Should You Rent Rather Than Buy Your Home?
Submitted by Moneywatch Advisors on May 26th, 2020Friends of ours are in the process of downsizing and would like to move to a different, hipper, part of town. (Not in Lexington) As they grapple with the details of freeing up cash for necessary work on their current home, look for a new house to purchase, attempt to decipher mortgage details and, maybe most of all, try to assemble all the moving parts in a sequence that avoids living in an apartment between houses, it can be quite stressful. Amid all of this I asked if they had ever considered renting rather than buying a new place.
As background, this couple is in their early 50’s and, presumably, will live in this next home for about a decade or so, until retirement. At that point, they won’t be anchored to the locations of their jobs and will be free to live someplace completely different.
Cliffs Notes conclusion: In our example there is a slight - $26,000 – advantage to renting over buying but circumstances could easily tilt that either direction. So, this couple should do what they want, what feels right to them. My advice for anyone, however, is to not be deterred from renting if you’d prefer to avoid the hassles of home ownership. We’ve been told for decades that we should all aspire to own our castles. Maybe renting and letting someone else deal with maintenance on the moat and drawbridge is okay.
Here are the details:
Rent: We will assume for these purposes that the rent on a home would equal their mortgage payment including homeowner’s insurance and property taxes – so that’s a wash. After they sell their existing house, we’ll assume they have $150,000 of equity to either apply to their next home purchase or invest if they rent. If they rent and invest, after 10 years at an average annual return of 7%, their original $150k will total approximately $295,000.

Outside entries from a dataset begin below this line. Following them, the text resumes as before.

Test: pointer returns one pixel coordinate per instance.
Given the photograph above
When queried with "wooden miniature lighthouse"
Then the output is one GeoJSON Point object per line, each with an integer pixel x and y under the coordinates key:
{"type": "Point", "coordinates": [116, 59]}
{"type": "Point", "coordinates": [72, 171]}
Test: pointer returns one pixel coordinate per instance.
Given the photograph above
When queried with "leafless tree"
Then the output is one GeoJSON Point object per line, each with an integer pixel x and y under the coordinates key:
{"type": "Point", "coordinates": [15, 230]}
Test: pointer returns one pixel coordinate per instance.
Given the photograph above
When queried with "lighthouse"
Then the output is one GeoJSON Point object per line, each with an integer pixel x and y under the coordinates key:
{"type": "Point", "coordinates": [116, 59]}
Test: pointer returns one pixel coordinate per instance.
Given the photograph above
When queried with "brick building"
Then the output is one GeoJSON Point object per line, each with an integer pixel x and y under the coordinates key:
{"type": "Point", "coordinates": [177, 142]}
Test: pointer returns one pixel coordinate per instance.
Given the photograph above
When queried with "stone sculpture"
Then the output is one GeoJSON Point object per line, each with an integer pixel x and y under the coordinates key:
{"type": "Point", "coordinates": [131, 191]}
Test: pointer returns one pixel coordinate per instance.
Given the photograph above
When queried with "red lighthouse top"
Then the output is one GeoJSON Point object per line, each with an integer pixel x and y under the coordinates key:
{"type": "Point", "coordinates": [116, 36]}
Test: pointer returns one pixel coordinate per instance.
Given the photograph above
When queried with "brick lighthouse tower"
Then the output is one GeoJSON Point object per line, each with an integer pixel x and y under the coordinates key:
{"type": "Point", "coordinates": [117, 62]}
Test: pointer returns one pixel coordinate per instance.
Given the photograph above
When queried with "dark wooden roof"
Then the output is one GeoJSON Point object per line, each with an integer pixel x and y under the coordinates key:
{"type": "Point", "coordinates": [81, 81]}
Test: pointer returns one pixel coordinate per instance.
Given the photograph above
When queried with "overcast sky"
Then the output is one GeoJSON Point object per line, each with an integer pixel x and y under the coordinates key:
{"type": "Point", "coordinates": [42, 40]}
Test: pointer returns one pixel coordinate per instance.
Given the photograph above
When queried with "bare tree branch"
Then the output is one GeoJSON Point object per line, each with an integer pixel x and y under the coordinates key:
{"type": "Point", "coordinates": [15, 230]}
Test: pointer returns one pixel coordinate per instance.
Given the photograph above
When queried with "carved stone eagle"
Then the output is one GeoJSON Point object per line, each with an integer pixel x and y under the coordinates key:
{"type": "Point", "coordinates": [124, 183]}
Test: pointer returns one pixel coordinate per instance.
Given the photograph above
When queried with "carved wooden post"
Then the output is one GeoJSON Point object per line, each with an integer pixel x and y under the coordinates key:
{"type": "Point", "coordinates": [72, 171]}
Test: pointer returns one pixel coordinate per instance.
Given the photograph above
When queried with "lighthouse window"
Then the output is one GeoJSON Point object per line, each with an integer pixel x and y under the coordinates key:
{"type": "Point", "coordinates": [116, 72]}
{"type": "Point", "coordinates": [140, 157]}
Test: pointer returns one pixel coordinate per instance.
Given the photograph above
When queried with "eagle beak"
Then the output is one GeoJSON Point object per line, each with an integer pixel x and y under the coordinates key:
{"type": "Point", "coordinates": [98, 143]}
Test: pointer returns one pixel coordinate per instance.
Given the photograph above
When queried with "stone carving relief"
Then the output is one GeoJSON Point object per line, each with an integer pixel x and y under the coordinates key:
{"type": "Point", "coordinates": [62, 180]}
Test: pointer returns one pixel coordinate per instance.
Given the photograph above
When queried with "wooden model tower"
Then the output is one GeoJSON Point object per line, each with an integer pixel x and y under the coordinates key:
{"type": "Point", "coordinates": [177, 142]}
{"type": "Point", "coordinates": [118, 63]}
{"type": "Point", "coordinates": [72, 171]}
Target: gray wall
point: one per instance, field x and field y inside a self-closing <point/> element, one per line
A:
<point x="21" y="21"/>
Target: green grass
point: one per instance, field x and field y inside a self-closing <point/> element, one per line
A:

Purchase: After a down payment of $150,000, a mortgage of $200,000 financed over 30 years at 4% would result in a principal and interest payment of $954 per month. Over 10 years they would pay $72,147 in interest and $42,432 toward the principal. Assuming the house would appreciate at the rate of inflation (typical) and assuming – a big if – there are no large expenses for repairs of items such as a new roof or new HVAC – the total equity in their house would be $269,000. (The original $150,000 down payment + $42,432 paid toward the mortgage principal + $76,648 in price appreciation)
Comparison: At the end of 10 years they would have $295,000 if they rent or $269,000 if they owned, then sold – a $26,000 advantage in renting.
- A caveat of renting and investing is their investments may not realize average annual returns of 7%. In fact, if they earn average annual returns of 5%, quite possible, the cash from their former home would total $244,334. Almost $25,000 LESS than if they’d purchased.
- A caveat of purchasing in our example assumed no major home repair expenses. Over a decade, that’s a pipe dream. So, the amount realized from their home would probably be less than we project here.
- The federal tax law changes in 2017 removed the ability to deduct mortgage interest on our taxes because the standard deduction was raised so high. In layman’s terms, there isn’t a tax advantage of owning a home anymore for most of us.